К тому же Арамис являлся гостем преподобного Мерсенна, право которого оказывать гостеприимство заезжим путешественникам никто и не думал оспаривать в силу известных обстоятельств и характера научной деятельности знаменитого патера.
Итак, Арамис приступил к неотложным земным делам.
Сначала он переговорил с отцом Мерсенном. Результатов этого разговора явилось то, что некоторое время спустя из ворот монастыря вышел тот самый юный служка, которому уже случалось выполнять поручения Арамиса, и направился к набережной Сены. Там он переправился на другой берег реки и быстро зашагал по улицам просыпавшегося город".
Без всяких помех он дошел до особняка г-на де Кавуа. Постучавшись в двери, ведущие на половину для слуг, и переговорив со служанкой, он был впущен в дом. Можно думать, что миссия юного монаха увенчалась успехом, так как по прошествии четверти часа он вышел из дома и неторопливо пустился в обратный путь, наслаждаясь свободой и глазея по сторонам. На полпути его обогнала карета г-на де Кавуа с плотно задернутыми занавесками на окнах и запряженная четверкой лошадей.
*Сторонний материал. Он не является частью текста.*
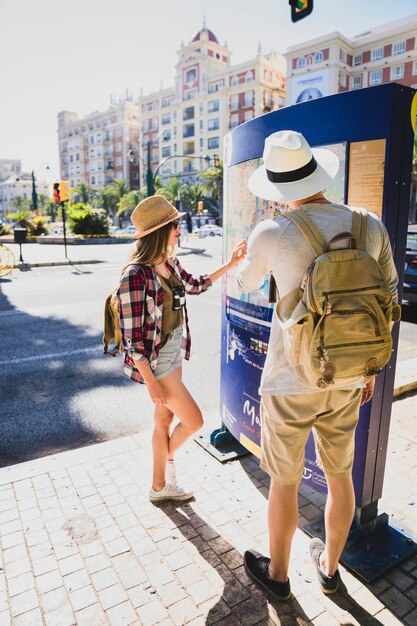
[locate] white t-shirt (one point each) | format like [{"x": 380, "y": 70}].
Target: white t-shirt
[{"x": 277, "y": 246}]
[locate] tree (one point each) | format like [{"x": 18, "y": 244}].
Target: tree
[
  {"x": 172, "y": 189},
  {"x": 129, "y": 201},
  {"x": 85, "y": 192},
  {"x": 191, "y": 195},
  {"x": 213, "y": 182}
]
К тому времени, когда посланец подходил к монастырю, он встретил эту карету снова. Она уже отъезжала от ворот, и путь ее лежал в парижское предместье Сен-Жак, где находился дом, откупленный и переоборудованный общиной под монастырь, куда она и переместилась в 1626 году из загородного Пор-Руаяля. Община состояла главным образом из благочестивых монахинь и управлялась строгой Анжеликой Арно. Именно сюда, заручившись рекомендательным письмом отца Мерсенна, сопровождал Арамис Анну Перье в карете г-жи де Кавуа. Понимая, что его разыскивают по всему Парижу, и не желая искушать судьбу, Арамис вспомнил о старой дружбе и решил попросить г-жу де Кавуа об одолжении. Карета была ему тотчас прислана.